I made these 4th of July weekend, but I didn’t want to call them 4th of July Blueberry Tarts, because 2026 has to have been the worst 4th of July ever. See The worst 4th of July ever over on debslunch.
Even though I always think of July 4th as the official start of blueberry season.
I couldn’t call them Midsummer Blueberry Tarts, because even though I always think of July 4 as the middle of the summer, there already is a Midsummer and it’s June 21.
So High Summer Blueberry Tarts it is. Everyone who has tasted them likes them. One nice thing about this recipe is you don’t have to plan ahead much. The press-in crust is made with cold butter and the crumb topping is melted butter. So no planning ahead to soften and bring ingredients to room temp.
For the blueberry filling:
one pint, 2 scant cups blueberries, fresh or thawed frozen*
2 tablespoons cornstarch
1/4 cup sugar
3 tablespoons lemon juice
For the crust:
250g, 2 cups + 1 tablespoon flour
125g, 3/4 cup granulated sugar
9 tablespoons, 1 stick + 1 tablespoon unsalted butter, sliced into tablespoons
1 egg beaten with 1 teaspoon of vanilla and 1 teaspoon water
For the lemon crumble topping:
4 tablespoons butter, melted
3 tablespoons granulated sugar
11 tablespoons flour
grated zest of one lemon
Grease and flour the wells of a 12-cup muffin tin.

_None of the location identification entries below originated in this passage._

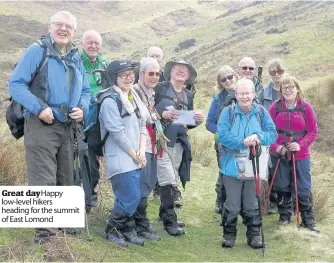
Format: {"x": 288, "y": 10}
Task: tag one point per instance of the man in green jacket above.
{"x": 89, "y": 162}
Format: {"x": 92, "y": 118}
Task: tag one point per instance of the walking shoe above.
{"x": 311, "y": 228}
{"x": 179, "y": 223}
{"x": 117, "y": 239}
{"x": 272, "y": 209}
{"x": 178, "y": 201}
{"x": 283, "y": 221}
{"x": 228, "y": 241}
{"x": 174, "y": 230}
{"x": 132, "y": 237}
{"x": 254, "y": 242}
{"x": 149, "y": 235}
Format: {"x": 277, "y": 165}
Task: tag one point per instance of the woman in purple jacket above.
{"x": 297, "y": 129}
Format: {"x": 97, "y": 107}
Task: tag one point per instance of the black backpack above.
{"x": 14, "y": 112}
{"x": 93, "y": 129}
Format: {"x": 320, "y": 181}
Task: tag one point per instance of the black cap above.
{"x": 118, "y": 66}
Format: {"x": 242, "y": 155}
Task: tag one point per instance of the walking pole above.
{"x": 255, "y": 153}
{"x": 270, "y": 187}
{"x": 296, "y": 189}
{"x": 78, "y": 179}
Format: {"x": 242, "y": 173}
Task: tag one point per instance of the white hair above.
{"x": 92, "y": 32}
{"x": 147, "y": 63}
{"x": 245, "y": 82}
{"x": 66, "y": 14}
{"x": 154, "y": 49}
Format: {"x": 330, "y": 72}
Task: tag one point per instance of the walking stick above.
{"x": 296, "y": 188}
{"x": 254, "y": 154}
{"x": 270, "y": 186}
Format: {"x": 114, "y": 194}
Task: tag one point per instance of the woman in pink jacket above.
{"x": 297, "y": 129}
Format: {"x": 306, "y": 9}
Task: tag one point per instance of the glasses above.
{"x": 286, "y": 87}
{"x": 241, "y": 94}
{"x": 130, "y": 75}
{"x": 151, "y": 74}
{"x": 276, "y": 72}
{"x": 249, "y": 68}
{"x": 181, "y": 69}
{"x": 229, "y": 77}
{"x": 60, "y": 25}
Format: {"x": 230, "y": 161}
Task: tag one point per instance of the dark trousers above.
{"x": 148, "y": 179}
{"x": 89, "y": 171}
{"x": 49, "y": 156}
{"x": 126, "y": 188}
{"x": 240, "y": 194}
{"x": 284, "y": 186}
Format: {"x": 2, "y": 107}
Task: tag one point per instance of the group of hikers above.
{"x": 126, "y": 111}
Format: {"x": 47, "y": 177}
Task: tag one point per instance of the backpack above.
{"x": 259, "y": 115}
{"x": 93, "y": 130}
{"x": 14, "y": 112}
{"x": 301, "y": 108}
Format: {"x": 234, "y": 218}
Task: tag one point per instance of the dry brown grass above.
{"x": 321, "y": 97}
{"x": 12, "y": 162}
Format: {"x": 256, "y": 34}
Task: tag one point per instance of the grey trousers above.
{"x": 166, "y": 173}
{"x": 49, "y": 156}
{"x": 240, "y": 189}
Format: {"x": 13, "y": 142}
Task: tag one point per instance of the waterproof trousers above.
{"x": 49, "y": 157}
{"x": 148, "y": 179}
{"x": 240, "y": 194}
{"x": 284, "y": 186}
{"x": 126, "y": 188}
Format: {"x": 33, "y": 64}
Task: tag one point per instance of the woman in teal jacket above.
{"x": 241, "y": 126}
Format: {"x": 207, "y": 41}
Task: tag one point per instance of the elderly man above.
{"x": 171, "y": 95}
{"x": 247, "y": 128}
{"x": 55, "y": 98}
{"x": 89, "y": 162}
{"x": 247, "y": 70}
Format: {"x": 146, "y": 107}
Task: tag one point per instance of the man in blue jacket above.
{"x": 54, "y": 98}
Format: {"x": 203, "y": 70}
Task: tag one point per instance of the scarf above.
{"x": 128, "y": 105}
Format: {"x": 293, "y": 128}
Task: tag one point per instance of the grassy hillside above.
{"x": 222, "y": 32}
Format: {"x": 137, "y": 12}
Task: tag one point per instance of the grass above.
{"x": 309, "y": 37}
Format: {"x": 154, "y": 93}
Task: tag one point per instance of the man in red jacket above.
{"x": 297, "y": 129}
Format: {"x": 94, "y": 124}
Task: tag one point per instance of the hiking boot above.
{"x": 174, "y": 230}
{"x": 311, "y": 228}
{"x": 254, "y": 242}
{"x": 272, "y": 209}
{"x": 42, "y": 239}
{"x": 228, "y": 241}
{"x": 149, "y": 235}
{"x": 52, "y": 249}
{"x": 156, "y": 192}
{"x": 283, "y": 221}
{"x": 179, "y": 223}
{"x": 178, "y": 201}
{"x": 117, "y": 239}
{"x": 132, "y": 237}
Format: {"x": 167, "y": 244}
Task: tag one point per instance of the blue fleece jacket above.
{"x": 59, "y": 89}
{"x": 232, "y": 136}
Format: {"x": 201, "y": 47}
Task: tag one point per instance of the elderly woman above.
{"x": 266, "y": 98}
{"x": 175, "y": 160}
{"x": 226, "y": 79}
{"x": 236, "y": 133}
{"x": 122, "y": 117}
{"x": 297, "y": 128}
{"x": 149, "y": 74}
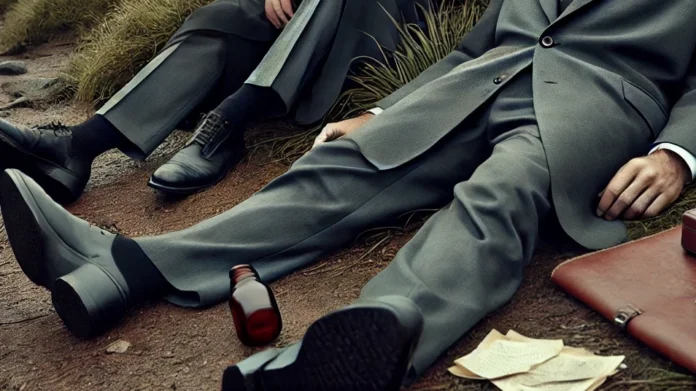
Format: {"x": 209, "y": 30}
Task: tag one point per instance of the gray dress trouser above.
{"x": 489, "y": 176}
{"x": 199, "y": 69}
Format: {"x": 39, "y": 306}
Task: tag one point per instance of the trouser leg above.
{"x": 177, "y": 82}
{"x": 468, "y": 259}
{"x": 326, "y": 199}
{"x": 295, "y": 59}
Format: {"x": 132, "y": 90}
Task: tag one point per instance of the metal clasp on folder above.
{"x": 625, "y": 315}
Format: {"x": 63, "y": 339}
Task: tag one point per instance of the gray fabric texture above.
{"x": 485, "y": 236}
{"x": 306, "y": 64}
{"x": 561, "y": 119}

Heat the oven the 325°.
Make the filling: combine the blueberries, cornstarch, and sugar in a bowl. Add the lemon juice and toss to combine. Leave to marinate, tossing a few more times to dissolve the sugar and cornstarch.
Make the crust: Measure or weigh the flour and sugar into the bowl of a food processor, and pulse a few times to combine. Drop in the butter, pulse a few times to combine, then process until you have a powdery mixture. Add the egg, vanilla, and water mixture, and pulse again until you have clumps. Turn the clumps of dough out onto a lightly floured surface and draw them together into a ball with your hands, then shape the dough into a fat log and cut it into 12 slices. Press the dough into the wells of your prepared muffin tin by forming each slice into a disk, placing the disk in a well, and pressing the dough up the sides, keeping the thickness as even as possible.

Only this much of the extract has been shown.